Long time no see everyone,
Back in September (I know that’s like a whole two months ago now nearly), me and my boyfriend went on holiday to Malta. We did lots of touristy type things and heard a lot about the history of Malta. However, we heard snippets and the history would always vary ever so slightly so we never got a consistent view of the past of Malta.
So in the airport when we were leaving, I picked up a couple of books to educate myself. Now I know, and my readers of my blog will also know, that non-fiction is not really my category of choice. But I was genuinely interested in the history of Malta and so this was the first book I picked up and read.
The first thing I remarked to my boyfriend about when learning about the history of Malta through tourist attractions is that poor Malta always seemed to be ruled by someone other than themselves. Reading A Brief History of Malta made me realise that for thousands an thousands of years that people have lived on the islands of Malta, they have been ruled by others. They’ve never been in charge of their own destinies; their own fates.
A Brief History of Malta is exactly that, a concise overview through various points of history including the mega builders and Templar’s (who built stoney structures such as Ghar Dalam and Hagar Qim), structures which you can visit today (and we did); the Romans; The Knights of the Order of St. John, the French and the British to name a few and it brings us up to present day Malta.

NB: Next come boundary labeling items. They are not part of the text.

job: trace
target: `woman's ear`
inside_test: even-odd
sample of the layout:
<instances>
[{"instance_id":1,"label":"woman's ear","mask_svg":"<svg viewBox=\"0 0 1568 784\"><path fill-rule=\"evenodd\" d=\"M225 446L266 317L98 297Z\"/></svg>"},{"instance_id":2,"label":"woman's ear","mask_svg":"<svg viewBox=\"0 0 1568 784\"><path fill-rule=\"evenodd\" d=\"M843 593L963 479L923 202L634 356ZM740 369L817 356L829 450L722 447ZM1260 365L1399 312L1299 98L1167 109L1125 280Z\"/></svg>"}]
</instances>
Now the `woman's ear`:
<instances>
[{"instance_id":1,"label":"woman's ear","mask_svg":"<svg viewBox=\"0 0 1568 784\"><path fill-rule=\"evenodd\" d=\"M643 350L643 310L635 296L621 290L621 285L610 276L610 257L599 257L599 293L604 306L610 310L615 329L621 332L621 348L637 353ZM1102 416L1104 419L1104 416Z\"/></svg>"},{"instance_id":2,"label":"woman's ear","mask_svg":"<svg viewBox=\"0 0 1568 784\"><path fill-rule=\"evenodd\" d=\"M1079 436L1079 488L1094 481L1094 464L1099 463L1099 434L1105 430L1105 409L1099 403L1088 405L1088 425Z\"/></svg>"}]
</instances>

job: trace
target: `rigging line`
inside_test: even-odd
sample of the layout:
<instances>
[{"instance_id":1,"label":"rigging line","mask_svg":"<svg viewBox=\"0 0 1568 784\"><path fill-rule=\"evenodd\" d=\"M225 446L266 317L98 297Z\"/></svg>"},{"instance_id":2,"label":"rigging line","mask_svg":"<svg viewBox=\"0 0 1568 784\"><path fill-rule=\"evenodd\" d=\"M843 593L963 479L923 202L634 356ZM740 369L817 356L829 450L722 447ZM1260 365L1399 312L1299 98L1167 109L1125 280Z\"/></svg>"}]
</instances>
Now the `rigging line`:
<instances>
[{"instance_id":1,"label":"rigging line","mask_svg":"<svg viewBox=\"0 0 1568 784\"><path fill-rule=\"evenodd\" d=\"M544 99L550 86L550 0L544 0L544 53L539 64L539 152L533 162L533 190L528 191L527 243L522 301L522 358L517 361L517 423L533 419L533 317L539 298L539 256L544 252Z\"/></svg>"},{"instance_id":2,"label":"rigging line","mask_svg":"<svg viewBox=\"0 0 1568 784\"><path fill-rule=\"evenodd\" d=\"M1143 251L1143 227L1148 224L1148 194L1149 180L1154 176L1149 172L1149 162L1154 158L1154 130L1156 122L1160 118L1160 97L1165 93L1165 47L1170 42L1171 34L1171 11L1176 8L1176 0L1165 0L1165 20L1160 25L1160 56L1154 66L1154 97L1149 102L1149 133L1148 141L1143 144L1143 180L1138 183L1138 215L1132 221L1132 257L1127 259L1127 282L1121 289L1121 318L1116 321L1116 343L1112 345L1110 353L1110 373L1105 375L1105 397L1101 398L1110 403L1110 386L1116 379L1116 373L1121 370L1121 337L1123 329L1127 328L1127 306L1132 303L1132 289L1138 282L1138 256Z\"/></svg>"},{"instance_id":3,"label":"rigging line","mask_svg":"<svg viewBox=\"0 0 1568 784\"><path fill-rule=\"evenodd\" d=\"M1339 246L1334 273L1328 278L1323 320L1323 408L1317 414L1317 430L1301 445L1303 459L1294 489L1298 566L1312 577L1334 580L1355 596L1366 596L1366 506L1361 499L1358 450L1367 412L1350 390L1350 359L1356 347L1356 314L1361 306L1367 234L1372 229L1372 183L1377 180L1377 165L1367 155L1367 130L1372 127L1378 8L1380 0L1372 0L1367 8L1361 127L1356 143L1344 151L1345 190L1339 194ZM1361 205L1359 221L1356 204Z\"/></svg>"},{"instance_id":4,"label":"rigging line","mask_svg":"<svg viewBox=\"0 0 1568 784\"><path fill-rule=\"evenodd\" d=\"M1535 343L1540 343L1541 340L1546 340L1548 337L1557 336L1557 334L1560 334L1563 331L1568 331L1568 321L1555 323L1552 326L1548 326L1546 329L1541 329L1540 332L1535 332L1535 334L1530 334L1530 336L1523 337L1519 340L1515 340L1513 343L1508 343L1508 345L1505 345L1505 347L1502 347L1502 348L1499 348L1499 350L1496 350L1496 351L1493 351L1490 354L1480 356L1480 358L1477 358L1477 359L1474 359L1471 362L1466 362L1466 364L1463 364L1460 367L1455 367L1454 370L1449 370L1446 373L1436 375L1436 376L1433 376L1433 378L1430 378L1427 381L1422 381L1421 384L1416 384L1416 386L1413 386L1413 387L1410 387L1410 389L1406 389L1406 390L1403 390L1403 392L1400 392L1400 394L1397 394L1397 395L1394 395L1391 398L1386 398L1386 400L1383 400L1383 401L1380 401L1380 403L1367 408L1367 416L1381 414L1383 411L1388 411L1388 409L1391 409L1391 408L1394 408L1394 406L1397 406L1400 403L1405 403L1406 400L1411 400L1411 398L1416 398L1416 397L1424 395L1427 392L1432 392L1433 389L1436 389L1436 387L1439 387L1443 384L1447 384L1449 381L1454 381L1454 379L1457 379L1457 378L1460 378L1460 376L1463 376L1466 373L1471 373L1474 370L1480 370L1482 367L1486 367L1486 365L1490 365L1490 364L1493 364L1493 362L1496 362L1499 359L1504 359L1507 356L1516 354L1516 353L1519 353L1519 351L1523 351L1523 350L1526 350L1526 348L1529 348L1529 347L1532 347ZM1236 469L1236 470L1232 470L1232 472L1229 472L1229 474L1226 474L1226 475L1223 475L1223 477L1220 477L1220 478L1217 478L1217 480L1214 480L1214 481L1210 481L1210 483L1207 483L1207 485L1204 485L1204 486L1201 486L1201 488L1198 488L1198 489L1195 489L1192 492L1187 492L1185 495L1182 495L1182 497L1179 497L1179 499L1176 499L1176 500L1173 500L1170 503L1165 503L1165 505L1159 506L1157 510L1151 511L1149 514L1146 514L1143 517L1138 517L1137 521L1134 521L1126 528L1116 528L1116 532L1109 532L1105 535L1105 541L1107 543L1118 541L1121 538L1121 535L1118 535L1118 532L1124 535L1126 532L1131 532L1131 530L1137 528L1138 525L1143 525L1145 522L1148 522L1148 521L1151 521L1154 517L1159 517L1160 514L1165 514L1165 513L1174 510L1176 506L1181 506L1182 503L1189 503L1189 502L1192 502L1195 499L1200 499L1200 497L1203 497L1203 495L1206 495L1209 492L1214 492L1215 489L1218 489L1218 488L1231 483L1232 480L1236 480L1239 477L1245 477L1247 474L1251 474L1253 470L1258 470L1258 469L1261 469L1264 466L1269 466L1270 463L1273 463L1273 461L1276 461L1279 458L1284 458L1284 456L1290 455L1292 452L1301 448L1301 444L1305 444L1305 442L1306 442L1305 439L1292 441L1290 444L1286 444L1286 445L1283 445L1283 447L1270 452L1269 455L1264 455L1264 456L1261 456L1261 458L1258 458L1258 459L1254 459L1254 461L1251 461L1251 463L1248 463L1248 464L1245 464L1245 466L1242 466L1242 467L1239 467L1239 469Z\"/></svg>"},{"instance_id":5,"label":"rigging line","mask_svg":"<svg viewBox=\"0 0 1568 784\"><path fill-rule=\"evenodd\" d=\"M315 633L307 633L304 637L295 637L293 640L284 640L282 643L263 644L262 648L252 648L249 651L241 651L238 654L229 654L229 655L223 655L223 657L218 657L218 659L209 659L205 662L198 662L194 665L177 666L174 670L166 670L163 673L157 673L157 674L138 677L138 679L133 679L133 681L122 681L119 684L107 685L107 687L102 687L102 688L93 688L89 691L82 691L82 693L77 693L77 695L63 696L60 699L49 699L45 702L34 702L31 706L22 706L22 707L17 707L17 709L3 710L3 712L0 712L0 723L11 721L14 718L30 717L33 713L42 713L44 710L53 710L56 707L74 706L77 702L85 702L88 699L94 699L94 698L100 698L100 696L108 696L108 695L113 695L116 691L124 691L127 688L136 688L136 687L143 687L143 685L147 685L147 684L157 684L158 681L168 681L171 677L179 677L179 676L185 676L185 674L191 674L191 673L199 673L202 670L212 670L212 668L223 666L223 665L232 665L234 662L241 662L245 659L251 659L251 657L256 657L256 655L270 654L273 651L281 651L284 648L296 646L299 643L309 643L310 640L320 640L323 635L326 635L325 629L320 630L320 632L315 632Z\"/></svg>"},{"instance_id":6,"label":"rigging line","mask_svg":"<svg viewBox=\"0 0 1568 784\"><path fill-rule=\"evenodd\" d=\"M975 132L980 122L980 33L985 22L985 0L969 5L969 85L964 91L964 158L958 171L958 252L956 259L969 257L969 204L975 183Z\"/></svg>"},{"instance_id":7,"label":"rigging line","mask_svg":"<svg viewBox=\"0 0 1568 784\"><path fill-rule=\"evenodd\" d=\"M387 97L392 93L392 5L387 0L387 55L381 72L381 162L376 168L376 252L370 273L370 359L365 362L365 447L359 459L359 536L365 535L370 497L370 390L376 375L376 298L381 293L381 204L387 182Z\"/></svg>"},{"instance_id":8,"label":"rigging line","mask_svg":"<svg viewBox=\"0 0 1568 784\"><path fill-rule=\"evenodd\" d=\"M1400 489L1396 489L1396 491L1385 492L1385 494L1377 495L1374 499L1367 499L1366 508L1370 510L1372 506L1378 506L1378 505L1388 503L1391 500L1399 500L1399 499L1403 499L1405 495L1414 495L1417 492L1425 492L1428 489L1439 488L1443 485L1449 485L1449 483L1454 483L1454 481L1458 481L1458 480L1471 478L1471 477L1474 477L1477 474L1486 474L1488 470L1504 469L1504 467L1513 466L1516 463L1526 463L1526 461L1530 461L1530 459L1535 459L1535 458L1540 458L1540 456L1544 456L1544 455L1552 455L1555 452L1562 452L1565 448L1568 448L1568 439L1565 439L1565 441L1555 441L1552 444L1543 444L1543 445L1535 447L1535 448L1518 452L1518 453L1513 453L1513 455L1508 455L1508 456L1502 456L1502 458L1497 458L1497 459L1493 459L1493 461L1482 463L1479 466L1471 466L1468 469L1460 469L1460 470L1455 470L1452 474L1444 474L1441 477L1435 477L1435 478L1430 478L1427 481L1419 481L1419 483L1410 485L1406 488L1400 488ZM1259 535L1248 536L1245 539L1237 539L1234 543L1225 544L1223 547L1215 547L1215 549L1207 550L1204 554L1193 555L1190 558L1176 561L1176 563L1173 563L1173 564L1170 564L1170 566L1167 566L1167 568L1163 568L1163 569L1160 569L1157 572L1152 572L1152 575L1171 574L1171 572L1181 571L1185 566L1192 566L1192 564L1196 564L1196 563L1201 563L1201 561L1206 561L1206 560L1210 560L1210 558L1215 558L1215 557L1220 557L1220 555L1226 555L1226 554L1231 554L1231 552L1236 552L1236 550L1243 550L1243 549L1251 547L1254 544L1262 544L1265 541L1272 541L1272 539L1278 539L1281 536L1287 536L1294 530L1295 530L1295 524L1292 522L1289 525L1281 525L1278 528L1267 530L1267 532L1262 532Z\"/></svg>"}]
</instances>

From all our touristing, thee was a lot of emphasis from tour guides and places to visit which revolves around the Knights of the Order of St John in particular but the book skimmed over their stay in Malta and everything that happened whilst they were there. This surprised me because it seemed like they played a major role in Malta’s history. This is where the second book I got at the airport came in handy – The Knights of Malta.
The Knights of Malta takes you through the full history of the Knights, the good, the bad and the ugly and everything in between from start to end and then to the present day with their revival as the Sovereign Military Order of Malta.
We start at the birth of the Order in Palestine, and follow them through Cyprus, Rhodes until they eventually set up home in Malta in 1530, and here it stayed for 268 years! We follow all 28 of the grand masters, from their ascensions to that post to their deaths.
We learn about the knights day to day life as well as their warring prowess which show us all their strengths and weaknesses and everything in between. But not only that, it enhances the beauty of the buildings, the colourfulness of the cathedrals and fortifications and the preciousness of the culture and customs in Malta.
Yes both of these books were a bit bland, but they were both really interesting and I don’t regret reading either of them as it has made our visit to Malta more worthwhile as I knew landmarks they were talking about such as St John’s Co-Cathedral. I would recommend reading these books if Malta is ever on your travel list.